Most Seq pipelines are inherently a string of pre-made programs linked together by the creator according to their personal preferences or prior experience, including comfort of specific programming languages, knowledge of what algorithms exist, and word of mouth about what is "best" option to use. This typically limits sharing the pipeline to another user who may want to make small modifications, or requires installing new software in order to run. In addition, many users may choose to run their pipeline on a local machine, cloud computing or a HPC. Thus, putting a pipeline into a format or framework that manages the pipeline and allows for easy modifications for future users as well as ability to share, would be of tremendous use to many beginner or intermediate bioinformatics users.
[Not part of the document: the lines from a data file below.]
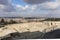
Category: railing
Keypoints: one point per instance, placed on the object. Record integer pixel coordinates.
(49, 29)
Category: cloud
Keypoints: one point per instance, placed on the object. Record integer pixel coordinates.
(5, 6)
(36, 1)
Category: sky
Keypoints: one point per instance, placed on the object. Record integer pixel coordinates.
(30, 8)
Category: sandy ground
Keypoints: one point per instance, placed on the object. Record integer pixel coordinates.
(26, 27)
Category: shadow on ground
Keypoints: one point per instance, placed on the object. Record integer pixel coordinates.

As a starting point, we generated a basic RNA-seq pipeline that was made up of individual modules in a bash shell script. These modules are as follows:
- FastQC
- Trimming
- Alignment
- Annotation
- Differential Gene Expression (DGE)
Inputs and outputs were defined in Nextflow to link processess together. All outputs were placed in a final directory that had final products as well as intermediate files.
Workflow Management Strategy Discussion with a Group of ~25 Computational Biologists and Data Scientists
Next, we needed to determine a method to link these modules together where inputs and outputs are managed for you, and that a future user could add or change a module. Our ideal scenario includes an option where the pipeline can make decisions for you. For example, given output X, th next module used where output X becomes input X could be either module Y or module Z. In addition, we considered how to package the pipeline. This included the option of either wrapping each module in a container (ie docker) that then are linked together within a larger container, or making one whole pipeline and putting it into one container.
The majority of the discussion was around how to link the modules together. Several pipeline management systems were discussed, including Nextflow, snakemake, CWL (common workflow language) and Jupyter notebooks. This conversation included the entire Hackathon group (5 teams) of roughly 25 people total. Ultimately we selected Nextflow, based on the fact that we think Nextflow has the best options for our needs. There was not universal agreement about this, and we believe this will a trial and error process. One downside was no one in the room had any experience with Nextflow, thus we were testing to see if this was indeed a good option.
CWL was widely dismissed by pretty much all members present, as being too labor intensive to use. A few people with CWL experience relayed how difficult and frustrating it was to use, and the time it took to learn considered not worth the effort.
Snakemake was dismissed as being less flexible than Nextflow. Many users thought that it is mostly Python oriented, although others confirmed that is not the case.
Nextflow was chosen because it can use any language, manages inputs and outputs and is meant to be easily wrapped.
A large part of the discussion included Jupyter notebooks as an alternative to Nextflow. This was considered to be a good in-between for intermediate-level bioinformaticians who want to crack the containers and customize them for particular use cases. Many raised issues of needing to install Jupyter, however no installation should be necessary if Jupyter is "headless" in a container, and Jupyter would only be used by those cracking the containers. However, the we feel it is important to be able to encompass all languages, and therefore this option may have inherent limitations, but perhaps be attractive for others in the future.
Based on these discussions, we chose Nextflow and here report how useful and flexible it ended up being. We hope this may help other users make more informed choices to manage their pipelines and wrap for distribution.
We hope to add additional modules as well as modify current modules to the pipeline, and add in the ability to enter the pipeline at any point.